Over the years the highlights have been: ‘Discovering new bands’. In 2012 this included Mandolin Orange, Kevin Gordon, Whitehorse, Shovels & Rope and Blue Rose Code. The latter is actually from the UK, and was part of a BBC Introducing showcase hosted by Whispering Bob Harris, so it was a bit ironic that I had to travel to Nashville to discover a singer-songwriter originally from Scotland! Last year I discovered My Bubba, Parker Milsap and Madison Ward & The Mamma Bear. Needless to say, I return every year with a suitcase full of new CDs.
The conference interviews – a real highlight of the AMAs. Over the years these have included Guy Clark, Bonnie Raitt and Don Henley. The interview with Guy Clark rates as one of my best memories – tinged with sadness, but a privilege to listen to him talking and performing.
The variety of venues across the City – from small venues like the basement to the historic Ryman Auditorium. I loved the Rutledge as it held so many memories (the first time I ever heard Mandolin Orange, Aoife O’Donovan’s set just after ‘Fossils’ was released, and sharing a table with Si Khan, one of my all time heroes.) The venues have grown hugely in number over the years, and there is so now much choice, so many permutations, so many difficult decisions to be made. So much careful advance planning that often comes undone when you get a different ‘tip’ from a fellow AMA-er!
The showcases in the Country Music Hall of Fame – all memorable, but highlight was Richard Thompson performing a solo acoustic version of 1952 Vincent Black Lightning in 2013 – just wow!

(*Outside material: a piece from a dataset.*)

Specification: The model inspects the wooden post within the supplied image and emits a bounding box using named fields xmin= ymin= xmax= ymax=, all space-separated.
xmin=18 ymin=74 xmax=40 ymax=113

The AMA Awards finales – these largely spontaneous, unrehearsed get togethers are unique and magical. One example - "Leaving Louisiana in the Broad Daylight" in 2013 included Jim Lauderdale, Larry Campbell, Ketch Secor (Old Crow Medicine Show), Joy Williams (The Civil Wars), Buddy Miller, Emmylou Harris, Marco Giovino, Rosanne Cash, Rodney Crowell, Richard Thompson, Michael Trent and Cary Ann Hearst (Shovels & Rope), Tift Merritt, Billy Bragg, Don Was, McCrary Sisters, and Dr. John.
Roseanne Cash launching ‘The River and The Thread’ at 3rd & Lindsley, and playing the full album from start to finish.
Dave Rawlings Machine performing ‘Short Haired Women Blues’ with a full orchestra at last years AMA Awards – wow, just wow!
The sheer number of musicians that the AMAs attract, and how friendly they are. Over the years I’ve spotted Rhiannon Giddens trying out banjos in Gruhn Guitars, queued for a cab in the rain beside Chris Thile, sat beside Stephen Stills at the Ryman, and shared a table with the Kings of Leon at 3rd & Lindsley (unknowingly at the time). Memories like these sum at Nashville during the AMAs.
My fellow AMA-ers. It’s wonderful to meet so many passionate Americana fans, many who return year after years – and I have made some good friends across the pond. And of course the AMA photographers (Amos, Steven, and Holly) – I love sharing tips and hints with my fellow Americana music photographers!